I chose PipeDrive for its simplicity in modeling your pipeline and relatively low cost to start.

But now I keep contact information in two systems, which need to stay in sync.

Shopify collects contact information when somebody uses the ‘contact us’ form and creates a ‘customer’ record (I know, it’s hilarious).

I also create customer accounts that I invite my prospects to activate directly from Shopify via the built-in account invite function.

If they do, they will have an active customer account in Shopify.

Here comes the tricky part.

Every new contact (=email) becomes another ‘customer’ in Shopify because they only have this one dimension.

When I do outreach (either planning phone calls or visits or sending emails, etc.), I need to make sure that it reaches the right person, and it matters whether they have bought before or not.

Has anybody else fought this battle, or am I the only one (and may need to abandon Shopify as a platform)?

Any help is greatly appreciated.

And again, I can’t believe that I am the first or the only one…

am I?

Answer from Nabil:

The short answer is:

How to Connect Pipedrive CRM to Shopify Store?

You are absolutely not the first or only one with this need; it is a fundamental challenge for any growing business using separate e-commerce and CRM platforms, and you should definitely not abandon Shopify.

The discrepancy you see is because Shopify is product-centric and treats every email submission as a new “customer,” while Pipedrive is relationship-centric and focuses on a “person” moving through a sales pipeline.

The immediate solution is to use a direct integration tool from the Pipedrive Marketplace or the Shopify App Store, such as Zapier or similar connectors, to handle the basic two-way sync of contact and order data.

However, for a powerful, custom, and highly reliable integration that handles your specific pipeline stages, you need to build an API-level connection between the Pipedrive API and the Shopify API.

The long answer is:

Your challenge is the classic “CRM vs. E-commerce Platform” dilemma.

Shopify is excellent at the transactional layer (the buying process), and Pipedrive is excellent at the relationship layer (the selling process).

The reason they don’t natively align is that a Pipedrive Person can be a Suspect, Prospect, or Customer, while a Shopify Customer is simply anyone who has left an email address.

The simple one-to-one synchronization provided by off-the-shelf apps often breaks down when you need complex logic, such as updating a Pipedrive Deal stage when a customer makes their first purchase in Shopify, or creating a specific Pipedrive Activity when a Shopify ‘Contact Us’ form is submitted.

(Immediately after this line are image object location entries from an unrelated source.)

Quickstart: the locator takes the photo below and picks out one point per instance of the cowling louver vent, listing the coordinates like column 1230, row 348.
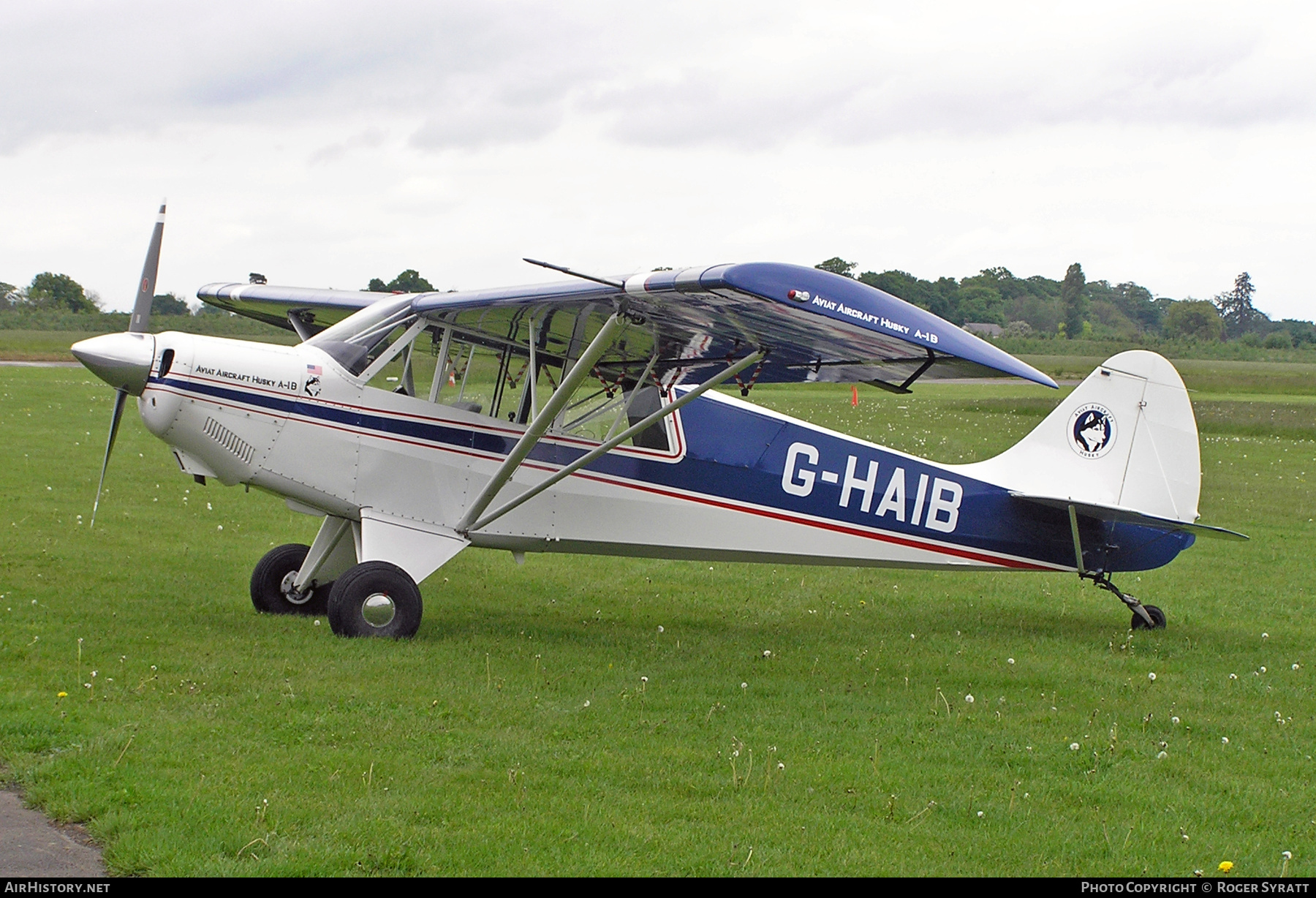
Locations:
column 230, row 440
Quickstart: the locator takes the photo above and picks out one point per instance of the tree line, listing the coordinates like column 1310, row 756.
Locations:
column 58, row 293
column 1077, row 307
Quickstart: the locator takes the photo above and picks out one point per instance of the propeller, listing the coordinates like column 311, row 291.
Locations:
column 118, row 361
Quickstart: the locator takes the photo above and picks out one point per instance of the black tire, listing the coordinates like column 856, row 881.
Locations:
column 268, row 584
column 1157, row 619
column 363, row 598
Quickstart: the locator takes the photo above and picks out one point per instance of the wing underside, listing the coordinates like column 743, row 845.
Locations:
column 812, row 324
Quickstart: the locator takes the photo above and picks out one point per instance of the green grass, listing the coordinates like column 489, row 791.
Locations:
column 518, row 733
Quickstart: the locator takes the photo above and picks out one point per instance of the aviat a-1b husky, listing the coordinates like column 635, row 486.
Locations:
column 579, row 416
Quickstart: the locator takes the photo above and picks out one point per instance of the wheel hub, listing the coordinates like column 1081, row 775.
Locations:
column 378, row 610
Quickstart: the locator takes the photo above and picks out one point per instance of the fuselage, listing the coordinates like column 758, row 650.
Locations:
column 736, row 482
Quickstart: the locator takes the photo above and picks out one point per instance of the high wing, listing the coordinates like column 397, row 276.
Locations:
column 812, row 324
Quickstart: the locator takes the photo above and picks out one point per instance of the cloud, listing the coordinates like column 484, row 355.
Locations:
column 679, row 74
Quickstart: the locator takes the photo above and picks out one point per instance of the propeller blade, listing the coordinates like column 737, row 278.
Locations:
column 146, row 286
column 120, row 399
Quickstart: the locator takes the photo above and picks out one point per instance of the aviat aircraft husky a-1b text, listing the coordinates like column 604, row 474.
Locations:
column 578, row 416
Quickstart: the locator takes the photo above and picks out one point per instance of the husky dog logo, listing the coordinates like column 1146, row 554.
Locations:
column 1092, row 431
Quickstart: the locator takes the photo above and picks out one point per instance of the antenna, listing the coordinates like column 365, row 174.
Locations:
column 619, row 284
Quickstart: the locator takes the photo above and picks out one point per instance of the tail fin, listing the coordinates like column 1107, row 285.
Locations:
column 1125, row 437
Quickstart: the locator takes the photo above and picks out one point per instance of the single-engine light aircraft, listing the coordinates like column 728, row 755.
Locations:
column 581, row 416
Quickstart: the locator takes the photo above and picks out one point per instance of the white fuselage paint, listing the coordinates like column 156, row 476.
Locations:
column 227, row 411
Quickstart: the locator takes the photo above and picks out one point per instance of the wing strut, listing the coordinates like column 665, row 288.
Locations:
column 615, row 442
column 579, row 371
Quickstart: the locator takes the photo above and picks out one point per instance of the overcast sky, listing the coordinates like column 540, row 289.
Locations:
column 324, row 144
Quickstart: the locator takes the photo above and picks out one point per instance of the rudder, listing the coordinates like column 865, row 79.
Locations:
column 1125, row 437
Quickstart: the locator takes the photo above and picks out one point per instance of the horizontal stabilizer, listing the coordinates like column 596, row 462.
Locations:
column 1131, row 516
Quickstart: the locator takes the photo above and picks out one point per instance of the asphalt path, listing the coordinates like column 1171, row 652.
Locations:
column 33, row 845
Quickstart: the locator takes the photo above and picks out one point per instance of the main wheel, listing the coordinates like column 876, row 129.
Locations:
column 273, row 578
column 375, row 598
column 1157, row 618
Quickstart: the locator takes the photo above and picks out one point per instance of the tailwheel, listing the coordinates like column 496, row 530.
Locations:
column 1157, row 619
column 273, row 584
column 375, row 598
column 1145, row 616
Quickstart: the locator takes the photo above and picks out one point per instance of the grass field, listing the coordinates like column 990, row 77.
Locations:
column 598, row 715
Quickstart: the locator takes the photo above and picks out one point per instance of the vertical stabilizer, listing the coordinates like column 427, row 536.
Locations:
column 1125, row 437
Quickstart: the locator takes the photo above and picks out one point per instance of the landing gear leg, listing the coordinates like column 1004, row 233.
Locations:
column 1145, row 616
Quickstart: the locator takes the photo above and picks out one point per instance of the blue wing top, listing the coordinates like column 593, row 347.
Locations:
column 815, row 324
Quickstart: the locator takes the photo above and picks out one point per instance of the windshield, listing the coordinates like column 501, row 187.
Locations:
column 353, row 342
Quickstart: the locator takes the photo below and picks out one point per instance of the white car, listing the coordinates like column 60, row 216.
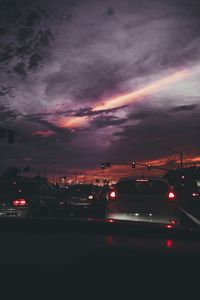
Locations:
column 146, row 199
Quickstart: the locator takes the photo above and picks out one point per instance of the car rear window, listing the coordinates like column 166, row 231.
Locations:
column 134, row 187
column 82, row 189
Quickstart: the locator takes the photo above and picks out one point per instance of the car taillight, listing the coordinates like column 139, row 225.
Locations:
column 19, row 202
column 112, row 195
column 171, row 196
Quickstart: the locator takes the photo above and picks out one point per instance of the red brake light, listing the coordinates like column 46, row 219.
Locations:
column 112, row 195
column 171, row 196
column 19, row 202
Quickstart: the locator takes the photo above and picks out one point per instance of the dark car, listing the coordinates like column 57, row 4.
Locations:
column 28, row 197
column 85, row 199
column 144, row 199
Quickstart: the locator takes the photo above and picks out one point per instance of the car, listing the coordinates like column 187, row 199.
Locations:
column 85, row 199
column 28, row 197
column 147, row 199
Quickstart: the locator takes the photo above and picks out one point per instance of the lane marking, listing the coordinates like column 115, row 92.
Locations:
column 195, row 220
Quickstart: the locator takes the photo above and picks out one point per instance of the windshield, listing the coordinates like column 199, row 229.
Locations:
column 24, row 187
column 99, row 107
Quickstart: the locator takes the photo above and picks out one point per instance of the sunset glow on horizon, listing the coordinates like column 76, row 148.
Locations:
column 127, row 99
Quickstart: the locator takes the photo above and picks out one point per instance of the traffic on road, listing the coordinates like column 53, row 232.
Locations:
column 146, row 199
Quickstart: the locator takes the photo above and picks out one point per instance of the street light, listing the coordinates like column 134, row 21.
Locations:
column 47, row 165
column 175, row 151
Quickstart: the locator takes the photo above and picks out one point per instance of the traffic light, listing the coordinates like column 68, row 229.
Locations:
column 149, row 166
column 103, row 165
column 108, row 164
column 133, row 165
column 3, row 133
column 11, row 136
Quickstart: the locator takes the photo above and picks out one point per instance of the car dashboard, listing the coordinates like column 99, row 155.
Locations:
column 77, row 256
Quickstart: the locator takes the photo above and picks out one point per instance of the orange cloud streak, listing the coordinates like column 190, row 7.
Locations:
column 119, row 101
column 149, row 89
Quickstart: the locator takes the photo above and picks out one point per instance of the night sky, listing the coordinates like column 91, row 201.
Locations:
column 83, row 82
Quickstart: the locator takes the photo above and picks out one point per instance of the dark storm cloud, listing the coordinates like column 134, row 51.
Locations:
column 7, row 115
column 99, row 50
column 89, row 82
column 50, row 126
column 159, row 129
column 140, row 115
column 104, row 121
column 27, row 37
column 183, row 108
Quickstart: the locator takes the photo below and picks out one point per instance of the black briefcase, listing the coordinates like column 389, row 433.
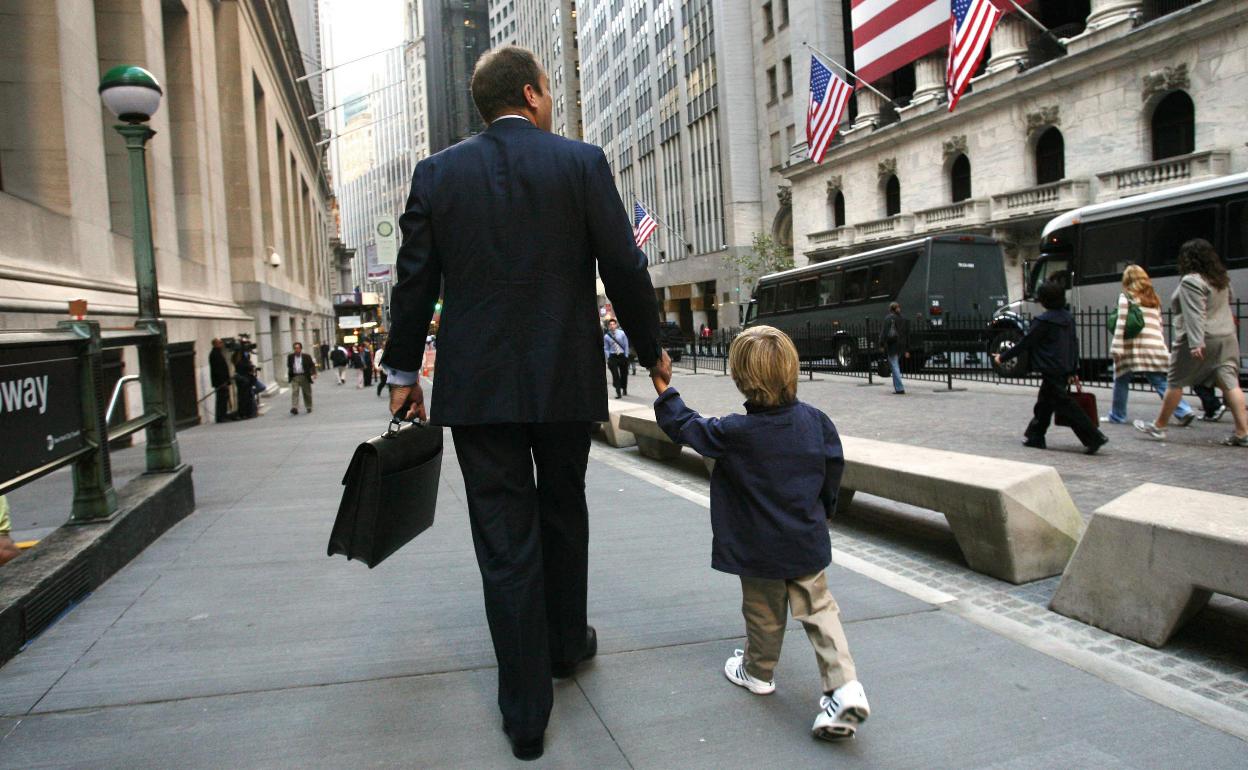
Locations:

The best solution for you, which offers complete control over the data flow and logic, is a custom, server-side implementation using the Shopify API and the Pipedrive API.

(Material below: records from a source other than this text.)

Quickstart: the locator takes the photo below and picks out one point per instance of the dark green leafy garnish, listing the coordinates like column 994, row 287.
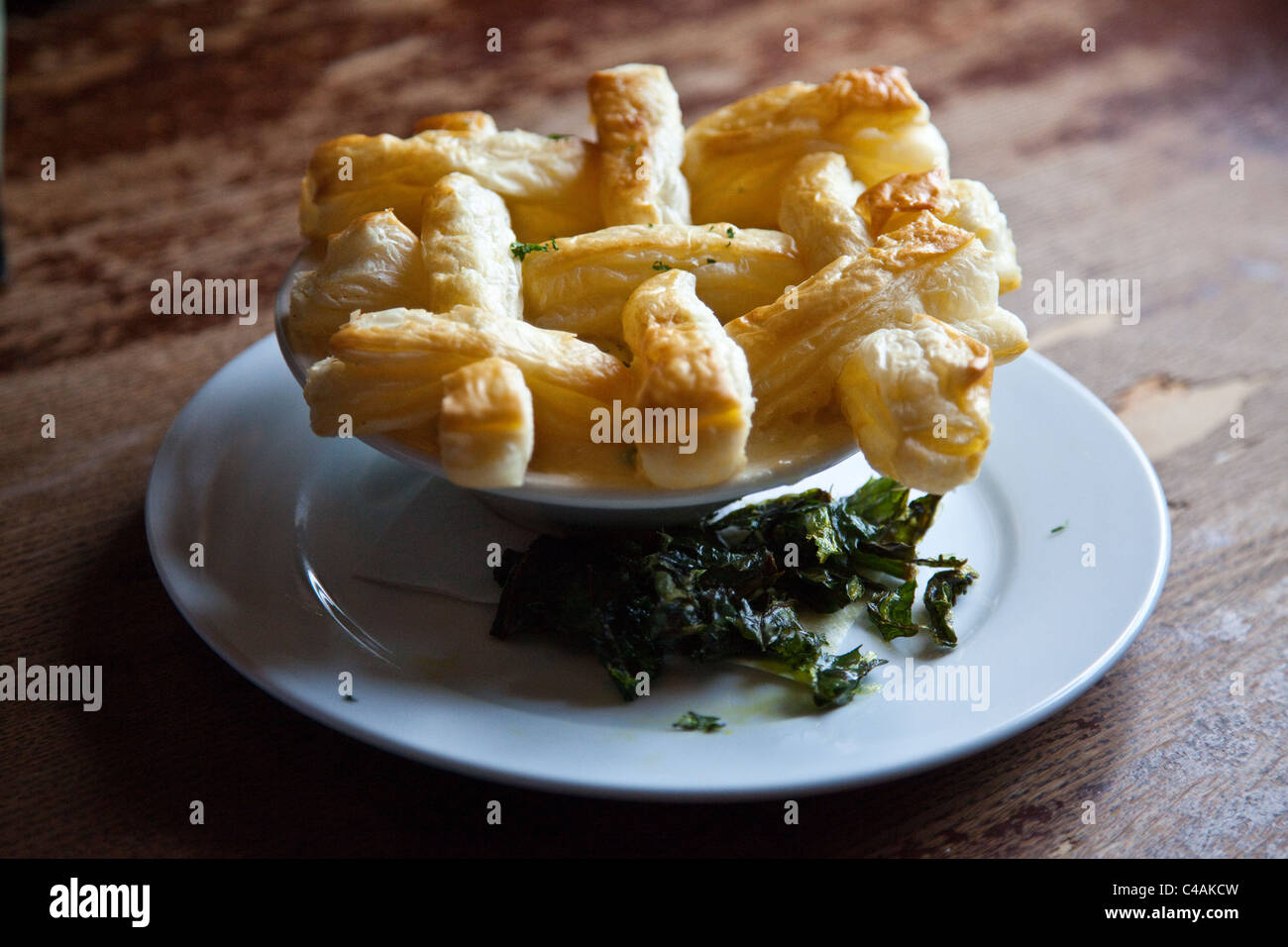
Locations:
column 892, row 611
column 941, row 592
column 698, row 722
column 522, row 250
column 730, row 586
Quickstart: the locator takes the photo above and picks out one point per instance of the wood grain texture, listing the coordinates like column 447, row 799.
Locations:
column 1109, row 163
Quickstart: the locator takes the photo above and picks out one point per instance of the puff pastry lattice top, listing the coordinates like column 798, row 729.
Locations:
column 798, row 261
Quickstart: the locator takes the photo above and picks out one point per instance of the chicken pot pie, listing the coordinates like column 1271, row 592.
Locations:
column 797, row 263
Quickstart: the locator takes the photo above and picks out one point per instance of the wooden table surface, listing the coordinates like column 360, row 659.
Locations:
column 1115, row 162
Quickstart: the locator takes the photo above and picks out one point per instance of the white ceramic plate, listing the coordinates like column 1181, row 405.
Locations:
column 286, row 518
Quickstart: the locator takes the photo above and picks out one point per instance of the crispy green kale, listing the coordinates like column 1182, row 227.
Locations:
column 698, row 722
column 730, row 586
column 941, row 592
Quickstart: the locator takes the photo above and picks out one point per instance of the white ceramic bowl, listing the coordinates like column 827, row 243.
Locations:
column 550, row 501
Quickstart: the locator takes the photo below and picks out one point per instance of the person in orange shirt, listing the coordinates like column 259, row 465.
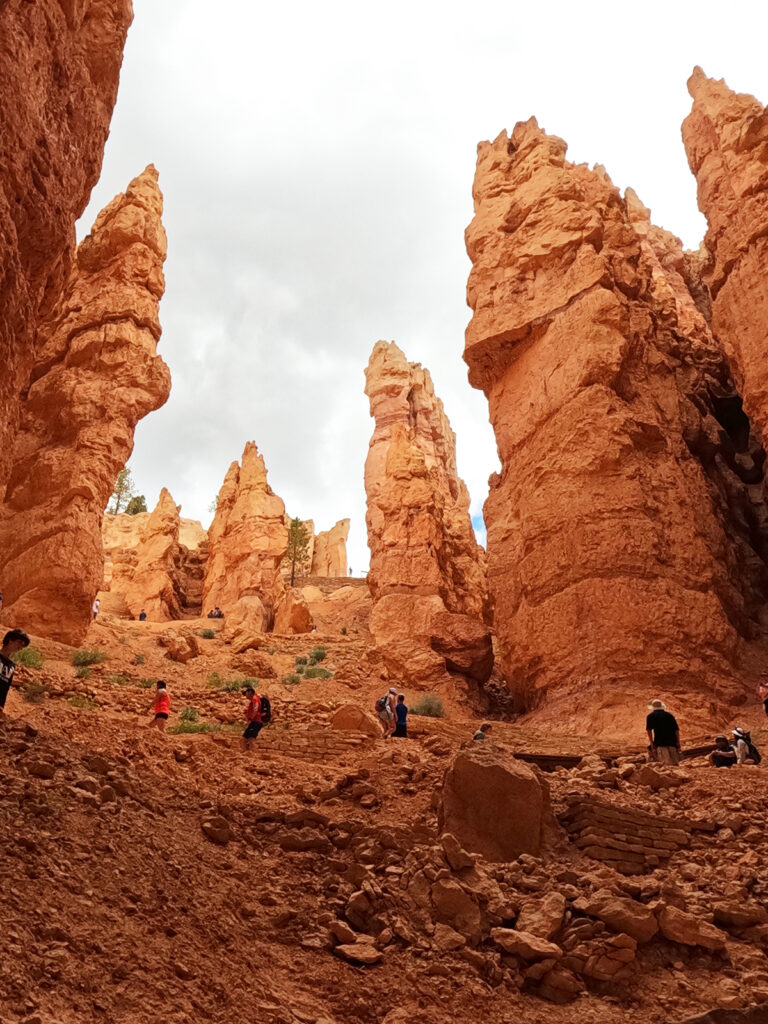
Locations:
column 161, row 708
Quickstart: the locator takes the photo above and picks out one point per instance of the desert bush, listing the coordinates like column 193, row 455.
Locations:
column 82, row 700
column 429, row 707
column 34, row 692
column 29, row 656
column 315, row 672
column 86, row 656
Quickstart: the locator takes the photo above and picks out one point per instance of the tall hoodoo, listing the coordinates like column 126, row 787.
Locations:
column 425, row 562
column 726, row 138
column 616, row 556
column 96, row 374
column 248, row 539
column 59, row 67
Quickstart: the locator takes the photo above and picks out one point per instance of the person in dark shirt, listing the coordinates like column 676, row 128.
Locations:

This approach allows you to define exactly what happens when an event occurs.

For instance, when a new order is created in Shopify, the Shopify API triggers a webhook.

This webhook sends the order data to a secure server environment, such as one managed via a Google Cloud Platform function or a lightweight service like Stape, with tracking enabled by Google Tag Manager on your site.

A custom script in this server environment then receives the data and uses the Pipedrive API to search for the corresponding Person by email address.

If the person exists, the script updates their deal stage to “Customer,” adds a custom field for “Lifetime Value,” and logs the order details as a new activity.

If the person doesn’t exist, it creates a new Person and Deal in the “Customer” stage.

Conversely, when you update a lead to “Prospect” in Pipedrive, the Pipedrive API could trigger a webhook that calls back to the server, which then uses the Shopify API to send the customer an account activation invite.

This level of granular control over the data flow, which is not possible with basic connectors, ensures that your Pipedrive pipeline stages are always accurate reflections of the customer’s true transactional status in Shopify.